Philosophical enquiry stands to benefit from the inclusion of methods from the digital humanities to study language use. Empirical studies using the methods of the digital humanities have the potential to contribute to both conceptual analysis and intuition-based enquiry, two important approaches in contemporary philosophy. Empirical studies using the methods of the digital humanities can also provide valuable metaphilosophical insights into the nature of philosophical methods themselves. The use of methods from the digital humanities in philosophy should be expected to follow a similar trajectory to another attempt to introduce empirical methods in philosophy. Experimental philosophers use empirical methods from the cognitive sciences to bear on philosophical questions. At first, we should expect the main contribution of methods from the digital humanities in philosophy to be at the metaphilosophical level. Then, given the right impetus and support, we are optimistic that methods from the digital humanities can make important and sustained contributions to first-order philosophical enquiry. This chapter gives two case studies of recent studies in which methods from the digital humanities are used to address metaphilosophical questions about the use of the word ‘intuition’ and the methods of philosophy and physics.
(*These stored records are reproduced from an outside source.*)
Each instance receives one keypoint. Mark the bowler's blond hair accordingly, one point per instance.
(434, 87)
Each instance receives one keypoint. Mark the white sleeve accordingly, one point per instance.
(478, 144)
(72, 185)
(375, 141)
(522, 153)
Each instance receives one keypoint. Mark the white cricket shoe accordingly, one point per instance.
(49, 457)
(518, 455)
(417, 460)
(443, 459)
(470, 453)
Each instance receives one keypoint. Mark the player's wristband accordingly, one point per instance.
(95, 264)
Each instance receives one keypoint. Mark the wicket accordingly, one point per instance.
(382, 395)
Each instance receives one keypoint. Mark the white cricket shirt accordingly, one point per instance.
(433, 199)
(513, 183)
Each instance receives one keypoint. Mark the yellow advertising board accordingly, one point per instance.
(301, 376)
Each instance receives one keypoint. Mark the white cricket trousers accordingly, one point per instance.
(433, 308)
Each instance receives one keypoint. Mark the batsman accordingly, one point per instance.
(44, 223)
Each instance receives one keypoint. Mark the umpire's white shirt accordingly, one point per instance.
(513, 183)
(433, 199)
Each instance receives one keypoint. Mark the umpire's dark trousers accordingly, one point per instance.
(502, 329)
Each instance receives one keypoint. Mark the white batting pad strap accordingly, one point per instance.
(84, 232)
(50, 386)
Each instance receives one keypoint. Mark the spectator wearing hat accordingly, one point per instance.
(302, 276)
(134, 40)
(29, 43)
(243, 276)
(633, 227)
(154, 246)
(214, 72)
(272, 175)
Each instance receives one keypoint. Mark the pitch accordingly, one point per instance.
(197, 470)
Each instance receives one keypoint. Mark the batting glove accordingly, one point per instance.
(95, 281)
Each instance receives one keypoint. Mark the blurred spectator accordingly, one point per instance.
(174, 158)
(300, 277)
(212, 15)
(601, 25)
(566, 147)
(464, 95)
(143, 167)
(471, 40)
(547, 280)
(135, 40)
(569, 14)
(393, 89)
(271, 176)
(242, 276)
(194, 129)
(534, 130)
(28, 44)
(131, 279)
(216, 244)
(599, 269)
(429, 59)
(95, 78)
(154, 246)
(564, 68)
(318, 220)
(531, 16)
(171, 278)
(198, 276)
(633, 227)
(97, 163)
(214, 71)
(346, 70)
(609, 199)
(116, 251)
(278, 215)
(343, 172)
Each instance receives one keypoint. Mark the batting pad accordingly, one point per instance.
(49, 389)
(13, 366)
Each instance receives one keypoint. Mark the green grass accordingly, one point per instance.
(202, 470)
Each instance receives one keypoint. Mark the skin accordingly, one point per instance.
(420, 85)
It gives three examples of contemporary first-order philosophical debates to which methods from the digital humanities could make an important contribution in epistemology, metaphysics and philosophy of language. The chapter discusses some methodological challenges and limitations which are of particular importance when considering the application of methods from the digital humanities in philosophy, including concerns about the demographic representativeness of widely available corpora.